A round-up of the latest news from the US solar market, featuring news of a new solar PPA signed between Ørsted and Microsoft, AEP Energy and Doral LLC sign another PPA for a project in Indiana and California courts are set to get solar and storage systems.
Ørsted signs power purchase agreement with Microsoft
10 August 2021: Ørsted and Microsoft have entered into an agreement which will see Microsoft purchase energy from Old 300 Solar Center in Fort Bend County, Texas.
Per the terms of Ørsted’s agreement, Microsoft will buy power from Ørsted’s 430 MWac Old 300 Solar Center in Fort Bend County, Texas, which is expected to come online in Q2 2022.
Vishal Kapadia, senior vice president and chief commercial officer in Ørsted Onshore, said: “Microsoft has ambitious sustainability objectives for their Scope 1, 2 & 3 emissions, and we’re thrilled to support their targets. Given the strong alignment in focus on emission reductions between our two organisations, I’m excited about our continued collaboration.”
AEP Energy, Doral LLC execute additional solar PPA In PJM
09 August 2021: AEP Energy and Doral Renewables LLC have signed an additional long-term renewable energy purchase agreement for the second phase of the Mammoth solar project in Indiana.
The 360MWdc Mammoth Solar II is part of the 1.65GWdc Mammoth project being developed by Doral LLC in Starke and Pulaski counties in northern Indiana.
Mammoth Solar II is expected to begin construction during 2022 and reach commercial operation in 2024.
Greg Hall, executive vice president, Energy Supply, AEP, said: “We look forward to our ongoing collaboration with Doral LLC on this project as we build a cleaner, more sustainable energy future together.”
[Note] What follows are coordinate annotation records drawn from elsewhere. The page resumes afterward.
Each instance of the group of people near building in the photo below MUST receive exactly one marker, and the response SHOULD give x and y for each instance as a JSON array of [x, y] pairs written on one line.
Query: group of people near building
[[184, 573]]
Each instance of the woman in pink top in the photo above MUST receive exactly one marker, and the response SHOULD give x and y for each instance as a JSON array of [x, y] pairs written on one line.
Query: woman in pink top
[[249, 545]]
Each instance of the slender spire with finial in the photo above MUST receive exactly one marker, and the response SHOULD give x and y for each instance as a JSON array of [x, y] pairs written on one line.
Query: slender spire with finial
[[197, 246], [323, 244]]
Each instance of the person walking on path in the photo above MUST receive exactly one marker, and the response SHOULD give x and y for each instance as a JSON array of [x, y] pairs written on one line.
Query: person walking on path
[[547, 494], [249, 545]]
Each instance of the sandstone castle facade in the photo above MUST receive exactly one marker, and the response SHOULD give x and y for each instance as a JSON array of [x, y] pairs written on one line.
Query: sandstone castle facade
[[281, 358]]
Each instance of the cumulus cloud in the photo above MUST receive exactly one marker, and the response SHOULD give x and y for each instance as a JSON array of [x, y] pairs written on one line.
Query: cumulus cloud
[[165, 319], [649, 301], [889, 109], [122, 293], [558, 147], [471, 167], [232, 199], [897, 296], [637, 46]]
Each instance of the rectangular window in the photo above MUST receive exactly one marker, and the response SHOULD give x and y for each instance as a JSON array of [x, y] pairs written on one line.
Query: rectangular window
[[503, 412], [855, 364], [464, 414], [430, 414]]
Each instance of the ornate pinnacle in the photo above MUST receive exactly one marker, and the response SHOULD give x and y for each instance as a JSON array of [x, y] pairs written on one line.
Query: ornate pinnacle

Sage Energy Consulting helps court system with solar and energy storage investment
10 August 2021: The Judicial Council of California (JCC) plans to install solar and battery storage across 43 sites to enable its courthouses to generate enough solar power to cover a portion of their routine energy needs.
Sage Energy Consulting will evaluate the 43 sites already identified and provide procurement support, preconstruction, construction, post-construction management and commissioning support.
As part of the job, Sage will explore the best ways for the judicial council to keep critical services running even when grid power goes down.
“We expect more judicial districts and other public facilities will be following suit,” said Russell Schmit, Sage’s chief operating officer.